Her mother seemed to stand for all her fears and insecurities. Her mother had made her this way.
She stayed upstairs for a few moments, not wanting to endure Jean’s supercilious glance as she looked around the small house and found baby clothes draped over every radiator and the clothes horse laden with little vests, cushions askew on the couch and the dog bones – proper bones from the butchers’ given to the dogs to keep them calm because they weren’t getting the love and affection they were used to – all over the place, smelling like hell. Sam was not ready for her mother to stare coldly at any of that.
She wanted to stay in bed and pretend to be asleep until her mother left.
But this would not be an option. Her mother had only visited once before to see her new granddaughter.
So she plastered a fake smile on her face, went downstairs and wished she could pull in her stomach, the doughy stomach that had strangely not gone away with the birth of her baby. Many weeks had passed and she still felt as if she was carrying something inside her. Darling India may have emerged but a big load of splodgy-spongy stomach was left, so that Sam was still wearing her maternity clothes.
‘I thought you said I’d burn it all off breastfeeding,’ she’d said to her sister on the phone, trying to sound like her old, amusing self. She was so scared of Joanne realising something was wrong with her. She’d never been this insanely anxious before. It must be sleep deprivation.
‘You will,’ Joanne said. ‘Anyway, you don’t have time to be worrying about your belly – it will go. Come on, sis, bellies aren’t important in the grand scheme of things.’

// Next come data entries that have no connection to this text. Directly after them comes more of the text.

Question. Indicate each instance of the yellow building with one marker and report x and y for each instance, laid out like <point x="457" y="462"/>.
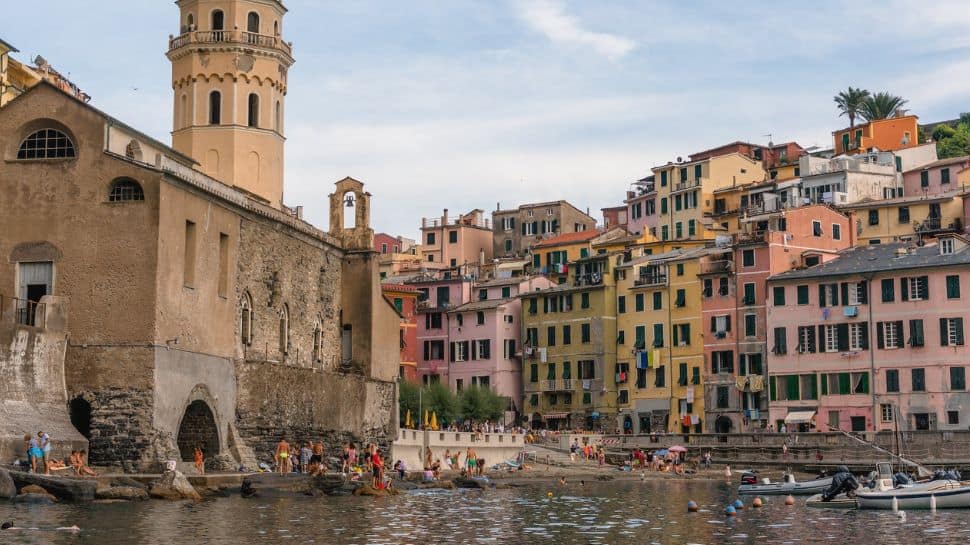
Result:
<point x="903" y="218"/>
<point x="569" y="349"/>
<point x="685" y="191"/>
<point x="659" y="342"/>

‘Ah, Sam love,’ her father was upon her as she got to the bottom step and he hugged her tightly and then, aware in a way her mother was not that she had mastitis, because in a rather tired phone call she’d let it slip, he pulled back. ‘Sorry, love,’ he said uncomfortably, ‘I didn’t mean to hurt you.’
‘The savoy cabbage leaves are not working,’ muttered Sam, knowing she sounded a little nuts and not able to help it. Her father did not want to know.
She couldn’t quite believe that modern women with distended painful breasts were urged to stuff savoy cabbage leaves down the front of their nursing bras.
Ted had gone on a big mission looking for savoy cabbage leaves, but there were none in the corner shop, none in the local supermarket and he’d finally tracked down one measly, dead-looking savoy cabbage in the vegetable shop four streets over. It was now all used up.
‘Your father said you needed this: savoy cabbage,’ said her mother, coming up behind them, smiling and holding out a beautifully wrapped little gift, along with a plastic grocery bag containing said cabbage. ‘You’re not having a dinner party, Samantha? It’s probably a bit too early, you know, entertainment is quite difficult with small children and—’
‘No, I am not entertaining,’ said Sam, doing her best and somehow failing to hold her temper in. ‘I have—’
She couldn’t bring herself to say the wordmastitisin her mother’s presence, in the same way she hadn’t been able to say things like periods or tampons or menstrual cramps. Sam had taught Jo all about those things, but nobody taught Sam. Dear Mrs Maguire next door had helped her, she thought bitterly. Not her mother. Never her mother.
Blind anger at this state of affairs suddenly ricocheted into Sam’s mind and she felt furious.
‘A present, too?’ she said frostily, taking the gift and ignoring the cabbage.
‘A little dress. I thought it would be sweet. In the photos you send your father, the baby is always in these Babygro things and I thought it would be nice to have some proper clothes,’ said her mother.
Ted, sensing danger, whisked the present away.